Before applying any fix, confirm that the column really is TEXT and not BLOB. Run this query against your database:

PRAGMA table_info(users);

The output lists each column's name and declared type. If a column you're treating as text shows BLOB or is blank (no type declared), that's the root cause β€” not a Python configuration problem.

If the schema is wrong, the cleanest fix is to migrate the data into a properly declared TEXT column:

-- Step 1: add a correctly typed column
ALTER TABLE users ADD COLUMN city_text TEXT;

-- Step 2: copy the BLOB data, casting to text
UPDATE users SET city_text = CAST(city AS TEXT);

-- Step 3: verify, then drop the old column (requires re-creating the table in SQLite)

SQLite doesn't support DROP COLUMN before version 3.35.0. For older SQLite versions you'll need to recreate the table. See the guide on fixing wrong values after ALTER TABLE for the full recreate-and-copy pattern.

If you inserted rows by passing a Python bytes object where you meant to pass a str, the fix is upstream in your write code:

# Wrong β€” inserts as BLOB
conn.execute("INSERT INTO users (city) VALUES (?)", (b"London",))

# Correct β€” inserts as TEXT
conn.execute("INSERT INTO users (city) VALUES (?)", ("London",))

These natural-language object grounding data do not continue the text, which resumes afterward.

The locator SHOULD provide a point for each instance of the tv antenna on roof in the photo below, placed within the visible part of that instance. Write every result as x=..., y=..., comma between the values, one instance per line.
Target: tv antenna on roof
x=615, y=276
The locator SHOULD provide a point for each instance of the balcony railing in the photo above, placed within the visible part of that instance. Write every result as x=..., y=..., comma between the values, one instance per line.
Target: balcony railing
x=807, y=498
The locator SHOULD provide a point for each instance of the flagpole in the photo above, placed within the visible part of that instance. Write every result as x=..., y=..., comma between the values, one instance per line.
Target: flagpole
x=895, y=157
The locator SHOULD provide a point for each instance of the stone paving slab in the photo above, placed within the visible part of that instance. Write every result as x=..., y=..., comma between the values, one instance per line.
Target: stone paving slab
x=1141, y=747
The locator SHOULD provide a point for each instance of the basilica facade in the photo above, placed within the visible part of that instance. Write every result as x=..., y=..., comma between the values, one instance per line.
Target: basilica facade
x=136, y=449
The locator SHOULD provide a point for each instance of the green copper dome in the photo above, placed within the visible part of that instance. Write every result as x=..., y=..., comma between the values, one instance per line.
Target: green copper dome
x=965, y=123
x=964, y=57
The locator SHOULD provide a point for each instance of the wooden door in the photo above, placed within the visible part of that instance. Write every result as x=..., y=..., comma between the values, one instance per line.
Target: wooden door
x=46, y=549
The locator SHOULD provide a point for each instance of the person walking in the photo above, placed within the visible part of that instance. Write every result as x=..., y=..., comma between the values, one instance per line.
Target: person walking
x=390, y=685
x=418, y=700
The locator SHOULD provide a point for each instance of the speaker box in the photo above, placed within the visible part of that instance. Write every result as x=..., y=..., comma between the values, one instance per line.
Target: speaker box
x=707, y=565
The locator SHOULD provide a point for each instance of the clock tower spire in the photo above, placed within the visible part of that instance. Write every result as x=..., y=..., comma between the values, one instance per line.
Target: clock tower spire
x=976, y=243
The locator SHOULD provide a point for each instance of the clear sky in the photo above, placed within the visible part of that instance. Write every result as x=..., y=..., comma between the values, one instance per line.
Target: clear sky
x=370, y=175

Verifying the fix end-to-end

After applying whichever fix fits your situation, run a quick assertion test before committing the change:

import sqlite3

def test_text_columns_return_str():
    conn = sqlite3.connect(":memory:")
    conn.execute("CREATE TABLE t (name TEXT, score INTEGER)")
    conn.execute("INSERT INTO t VALUES (?, ?)", ("Alice", 42))
    conn.commit()

    row = conn.execute("SELECT name, score FROM t").fetchone()
    assert isinstance(row[0], str), f"Expected str, got {type(row[0])}"
    assert isinstance(row[1], int), f"Expected int, got {type(row[1])}"
    print("All assertions passed.")
    conn.close()

test_text_columns_return_str()

Using ":memory:" keeps this self-contained β€” no files created, no cleanup required. Run it as part of your normal test suite so any future change to connection setup doesn't silently reintroduce the problem.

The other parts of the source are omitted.